A former chief technology officer of the CIA has issued a blunt warning to the architects of artificial intelligence: do not repeat the original sin of the Internet.
Speaking at Tel Aviv Cyberweek, Bob Flores argued that today’s AI boom is following a dangerously familiar path. The early Internet prioritized openness and speed. Security was treated as an upgrade to be added later. Decades on, governments and companies are still patching holes that were never meant to exist.
His message was simple. If AI is built first and secured later, society will spend the next generation chasing threats it could have prevented.

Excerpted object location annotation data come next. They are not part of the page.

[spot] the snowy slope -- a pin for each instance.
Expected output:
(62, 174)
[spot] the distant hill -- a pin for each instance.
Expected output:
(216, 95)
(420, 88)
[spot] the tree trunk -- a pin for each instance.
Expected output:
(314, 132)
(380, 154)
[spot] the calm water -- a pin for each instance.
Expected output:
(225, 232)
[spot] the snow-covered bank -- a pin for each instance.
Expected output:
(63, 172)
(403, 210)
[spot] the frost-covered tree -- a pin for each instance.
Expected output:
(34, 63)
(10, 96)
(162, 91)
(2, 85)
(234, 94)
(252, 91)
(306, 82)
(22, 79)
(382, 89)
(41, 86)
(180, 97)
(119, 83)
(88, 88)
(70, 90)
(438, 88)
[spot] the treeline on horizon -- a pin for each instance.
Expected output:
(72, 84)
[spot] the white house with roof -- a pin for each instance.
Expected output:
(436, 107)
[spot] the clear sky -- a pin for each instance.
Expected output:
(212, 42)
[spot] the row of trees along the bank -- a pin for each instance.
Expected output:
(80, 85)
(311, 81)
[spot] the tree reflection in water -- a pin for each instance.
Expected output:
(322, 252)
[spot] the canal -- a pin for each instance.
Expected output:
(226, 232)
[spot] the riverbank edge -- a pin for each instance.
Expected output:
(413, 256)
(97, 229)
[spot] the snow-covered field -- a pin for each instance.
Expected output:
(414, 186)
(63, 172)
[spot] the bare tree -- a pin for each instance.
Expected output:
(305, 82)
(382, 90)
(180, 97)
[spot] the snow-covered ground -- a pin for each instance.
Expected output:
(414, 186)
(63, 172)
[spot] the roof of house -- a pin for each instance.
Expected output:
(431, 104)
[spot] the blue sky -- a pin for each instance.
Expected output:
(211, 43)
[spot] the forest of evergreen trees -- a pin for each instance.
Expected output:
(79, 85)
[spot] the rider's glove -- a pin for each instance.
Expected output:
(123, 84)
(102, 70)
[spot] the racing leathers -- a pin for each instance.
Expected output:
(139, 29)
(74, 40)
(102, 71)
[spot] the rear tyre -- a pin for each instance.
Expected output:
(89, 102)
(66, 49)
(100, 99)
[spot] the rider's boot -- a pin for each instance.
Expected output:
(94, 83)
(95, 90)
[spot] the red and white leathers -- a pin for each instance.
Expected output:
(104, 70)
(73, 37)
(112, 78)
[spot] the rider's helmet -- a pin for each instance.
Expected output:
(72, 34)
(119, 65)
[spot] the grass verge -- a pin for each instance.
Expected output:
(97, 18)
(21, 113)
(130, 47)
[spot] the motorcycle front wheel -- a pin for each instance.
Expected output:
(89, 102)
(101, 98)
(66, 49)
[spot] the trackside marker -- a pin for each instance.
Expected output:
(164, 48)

The comparison matters because AI is not just another digital tool. It is rapidly becoming infrastructure. It will make decisions, move money, manage logistics, guide vehicles and influence elections. Weak foundations would not only expose data. They would expose systems that run economies and states.

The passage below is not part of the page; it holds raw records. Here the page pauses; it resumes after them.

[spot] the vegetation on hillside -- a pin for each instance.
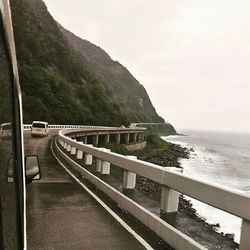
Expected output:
(57, 83)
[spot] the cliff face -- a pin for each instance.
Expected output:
(129, 93)
(65, 79)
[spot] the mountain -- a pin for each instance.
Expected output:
(66, 79)
(129, 93)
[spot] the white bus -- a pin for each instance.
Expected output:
(5, 131)
(39, 128)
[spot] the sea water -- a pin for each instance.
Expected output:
(222, 158)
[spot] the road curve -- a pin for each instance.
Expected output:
(61, 215)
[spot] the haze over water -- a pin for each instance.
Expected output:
(222, 158)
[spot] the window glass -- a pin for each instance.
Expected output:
(8, 189)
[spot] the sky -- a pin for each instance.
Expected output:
(192, 56)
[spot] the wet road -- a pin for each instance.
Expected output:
(61, 215)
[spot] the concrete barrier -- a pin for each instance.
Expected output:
(129, 178)
(221, 197)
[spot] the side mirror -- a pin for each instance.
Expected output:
(32, 168)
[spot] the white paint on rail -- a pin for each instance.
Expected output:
(113, 214)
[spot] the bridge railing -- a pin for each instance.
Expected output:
(224, 198)
(55, 126)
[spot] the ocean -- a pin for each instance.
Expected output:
(222, 158)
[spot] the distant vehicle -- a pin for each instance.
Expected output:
(16, 169)
(5, 131)
(39, 128)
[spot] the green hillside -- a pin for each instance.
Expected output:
(61, 84)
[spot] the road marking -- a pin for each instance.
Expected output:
(113, 214)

Flores described the current online environment as a frontier without fences, where even experts struggle to see what moves in the dark. He warned that AI could inherit that chaos unless security is treated as a core design principle rather than an afterthought.
The risks he outlined are already taking shape.
Malware can now be generated and adapted by AI systems faster than traditional defenses can recognize it. Autonomous software agents can probe financial networks and security systems without human supervision. A single corrupted dataset can quietly poison an entire model, turning a trusted tool into a liability. Even the hardware that runs AI can be tampered with, embedding weaknesses too deep for software fixes to reach.
These are not theoretical dangers. They are structural vulnerabilities that appear when speed outruns discipline.
At the same time, AI is also creating new defensive possibilities. Advanced models can verify identity, monitor anomalies and enforce trust across digital systems at a scale humans cannot match. Used correctly, AI can become its own shield. Used carelessly, it becomes a multiplier for attackers.
The dividing line is governance.
Flores argued that modern validation and oversight frameworks must be woven directly into AI development. Training data must be verified. Supply chains must be auditable. Systems must be hardened before deployment rather than retrofitted after breach.
He also pointed to a horizon threat that could rewrite every rule again. Quantum computing, once practical, could break many of today’s encryption methods. If AI systems are built without the ability to adapt to that shock, entire security architectures could fail at once.
The lesson is not to slow innovation. It is to discipline it.
Common standards, shared protocols and rigorous testing may sound bureaucratic, but they are the price of reliability at scale. AI models are only as trustworthy as the data and mathematics that shape them. If corrupted inputs slip through, corrupted outcomes will follow.
The Internet taught the world what happens when a technology becomes universal before it becomes secure. Trust erodes, crime professionalizes and defenses chase attackers in an endless cycle of reaction.
AI still has a choice.
Security can be treated as a constraint that delays progress, or as a foundation that makes progress durable. The first path leads to permanent firefighting. The second builds systems that can be trusted when the stakes are highest.
The warning from an intelligence veteran is less about fear than about timing. Once insecure AI is everywhere, fixing it will be slow, costly and incomplete. Building it securely from the start is harder, but it is the only moment when prevention is cheaper than repair.
If the Internet was a city built without locks, AI is a city still on the drafting table. The doors can be reinforced before the walls go up.
Whether they are will shape the safety of the digital world for decades to come.